As you can see, this is not a simple CSV. We will need to transform this file into a datasets suitable for analysis.

In [2]:
# Let's start by loading the four parts of the dataset into a single dataframe
headers = ['user_id','rating','date']
df = pd.read_csv('../dataset/combined_data_1.txt', names=headers)

df_part = pd.read_csv('../dataset/combined_data_2.txt', names=headers)
df = df.append(df_part, ignore_index=True)

df_part = pd.read_csv('../dataset/combined_data_3.txt', names=headers)
df = df.append(df_part, ignore_index=True)

df_part = pd.read_csv('../dataset/combined_data_4.txt', names=headers)
df = df.append(df_part, ignore_index=True)

print('Found {} rows in the Netflix dataset.'.format(len(df)))

Found 100498277 rows in the Netflix dataset.


Alright, we now have a large dataset (over 100M rows!) containing all of our ratings, together with each of the header rows containing the movie identifier of each ratings block.

Our goal will be to remove the header rows from our dataset and instead add a `movie_id` column to our dataset to match each rating to the movie being rated.

In [3]:
# We can start by finding the header rows present in the dataset. An example of such a row can
# be found at the very beginning of the dataset,].
df.iloc[0]

user_id     1:
rating     NaN
date       NaN
Name: 0, dtype: object

In [4]:
# We can thus find each header row by selecting rows from our dataframe with a NaN rating.
header_rows = df[df['rating'].isna()]
print('The Netflix dataset contains {} movies'.format(len(header_rows)))
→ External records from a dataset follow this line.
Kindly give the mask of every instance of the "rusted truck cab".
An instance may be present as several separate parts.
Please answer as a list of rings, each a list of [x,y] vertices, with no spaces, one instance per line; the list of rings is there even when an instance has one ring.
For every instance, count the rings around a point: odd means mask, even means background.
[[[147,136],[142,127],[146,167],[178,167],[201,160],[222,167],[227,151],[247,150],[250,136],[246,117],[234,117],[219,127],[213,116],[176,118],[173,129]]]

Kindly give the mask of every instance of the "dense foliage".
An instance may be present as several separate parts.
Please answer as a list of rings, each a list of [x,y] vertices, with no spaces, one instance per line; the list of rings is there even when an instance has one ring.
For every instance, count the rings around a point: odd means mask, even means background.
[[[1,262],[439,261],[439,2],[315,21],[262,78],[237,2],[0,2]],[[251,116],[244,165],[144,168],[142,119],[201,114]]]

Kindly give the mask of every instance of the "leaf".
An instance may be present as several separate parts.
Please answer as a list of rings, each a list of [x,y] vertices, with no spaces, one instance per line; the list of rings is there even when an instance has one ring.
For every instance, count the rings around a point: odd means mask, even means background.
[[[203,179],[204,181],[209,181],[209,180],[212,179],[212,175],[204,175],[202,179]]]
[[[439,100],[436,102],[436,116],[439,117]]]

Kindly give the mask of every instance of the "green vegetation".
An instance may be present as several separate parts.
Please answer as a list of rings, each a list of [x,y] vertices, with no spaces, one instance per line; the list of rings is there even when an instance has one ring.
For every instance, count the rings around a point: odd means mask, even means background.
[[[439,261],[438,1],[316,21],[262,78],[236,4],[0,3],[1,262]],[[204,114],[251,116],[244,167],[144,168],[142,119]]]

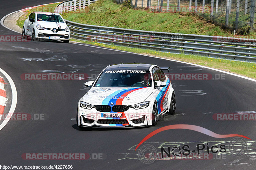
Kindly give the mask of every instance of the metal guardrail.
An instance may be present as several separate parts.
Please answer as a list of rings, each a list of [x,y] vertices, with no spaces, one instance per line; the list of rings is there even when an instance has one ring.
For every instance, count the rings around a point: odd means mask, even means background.
[[[73,11],[77,9],[84,9],[86,6],[89,6],[92,3],[97,0],[73,0],[63,2],[58,5],[54,9],[54,12],[62,14],[62,12]]]
[[[71,38],[77,39],[167,53],[256,62],[256,39],[253,39],[131,30],[66,21],[69,22]]]

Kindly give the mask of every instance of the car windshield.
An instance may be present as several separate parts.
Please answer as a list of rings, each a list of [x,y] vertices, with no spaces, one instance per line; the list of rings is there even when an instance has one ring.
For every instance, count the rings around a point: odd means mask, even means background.
[[[64,22],[59,15],[37,14],[37,21],[49,22]]]
[[[145,87],[152,86],[150,72],[145,70],[104,71],[97,80],[96,87]]]

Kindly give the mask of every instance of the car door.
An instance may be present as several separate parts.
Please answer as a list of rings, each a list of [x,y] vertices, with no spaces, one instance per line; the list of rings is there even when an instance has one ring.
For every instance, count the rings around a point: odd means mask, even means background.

The Netflix dataset contains 17770 movies


In [7]:
# Alright, we can now use the indices of the header rows to match ratings to their movies.
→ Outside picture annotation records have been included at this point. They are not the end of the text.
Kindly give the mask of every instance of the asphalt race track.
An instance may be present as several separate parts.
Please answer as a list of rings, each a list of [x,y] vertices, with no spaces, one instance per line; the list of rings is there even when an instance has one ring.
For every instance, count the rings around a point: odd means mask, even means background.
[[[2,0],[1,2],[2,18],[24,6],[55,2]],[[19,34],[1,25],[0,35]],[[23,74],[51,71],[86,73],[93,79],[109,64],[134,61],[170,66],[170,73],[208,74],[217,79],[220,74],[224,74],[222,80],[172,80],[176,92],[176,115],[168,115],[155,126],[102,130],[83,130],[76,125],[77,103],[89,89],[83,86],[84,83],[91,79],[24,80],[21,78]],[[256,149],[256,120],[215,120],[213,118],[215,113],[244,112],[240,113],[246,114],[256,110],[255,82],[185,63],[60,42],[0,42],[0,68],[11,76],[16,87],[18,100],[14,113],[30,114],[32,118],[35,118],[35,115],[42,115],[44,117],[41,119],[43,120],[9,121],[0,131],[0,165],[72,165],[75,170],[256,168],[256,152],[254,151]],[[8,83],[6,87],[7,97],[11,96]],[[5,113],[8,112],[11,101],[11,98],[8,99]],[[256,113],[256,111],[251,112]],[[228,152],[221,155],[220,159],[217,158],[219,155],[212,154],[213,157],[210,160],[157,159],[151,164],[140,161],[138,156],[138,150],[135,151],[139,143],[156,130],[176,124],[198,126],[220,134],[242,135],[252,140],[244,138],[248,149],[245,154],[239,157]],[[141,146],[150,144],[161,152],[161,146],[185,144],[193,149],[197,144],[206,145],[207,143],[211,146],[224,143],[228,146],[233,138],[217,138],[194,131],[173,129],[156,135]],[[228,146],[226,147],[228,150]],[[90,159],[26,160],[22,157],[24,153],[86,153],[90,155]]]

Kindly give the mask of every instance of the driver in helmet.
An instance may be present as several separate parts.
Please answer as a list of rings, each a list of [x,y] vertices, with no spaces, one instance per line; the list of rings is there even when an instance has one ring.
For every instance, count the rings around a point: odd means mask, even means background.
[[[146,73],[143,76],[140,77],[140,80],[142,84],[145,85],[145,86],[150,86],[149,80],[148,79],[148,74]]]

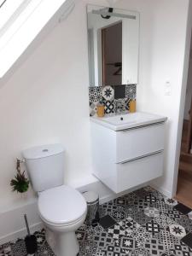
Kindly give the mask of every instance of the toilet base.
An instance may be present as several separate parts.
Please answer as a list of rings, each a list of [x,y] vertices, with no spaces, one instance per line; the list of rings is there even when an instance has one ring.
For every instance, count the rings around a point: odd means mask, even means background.
[[[46,229],[46,240],[56,256],[77,256],[79,244],[74,231],[55,233]]]

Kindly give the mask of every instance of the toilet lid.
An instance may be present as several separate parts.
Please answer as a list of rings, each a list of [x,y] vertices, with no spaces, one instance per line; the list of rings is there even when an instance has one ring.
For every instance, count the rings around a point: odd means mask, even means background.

# Start by initializing the movie_id column of the dataframe.
df['movie_id'] = np.nan

num_movies = len(header_rows)
for i in range(num_movies - 1):
    # Extract the movie id, removing the trailing ':' and parsing it as a number
    movie_id = int(header_rows['user_id'].iloc[i][:-1])
    
    # Compute the index range for the ratings of this block
    block_from = header_rows.index[i] + 1
    block_to = header_rows.index[i+1]
    
    # Assign the movie id to the ratings in the block
    df['movie_id'].loc[block_from:block_to] = movie_id
    
# Finally, we can filter out the header rows from our dataset
df = df[~df['rating'].isna()]

### Exploratory data analysis

Now that the data is loaded, we are ready to explore our data and hopefully gain some insights.

In [83]:
df_by_user = df.groupby('user_id').count()
data = [go.Histogram(x=df_by_user['rating'])]
py.iplot(data)

In [12]:
df_by_rating = df.groupby('rating').count()
data = [go.Bar(x=df_by_rating.index, y=df_by_rating['user_id'])]
py.iplot(data)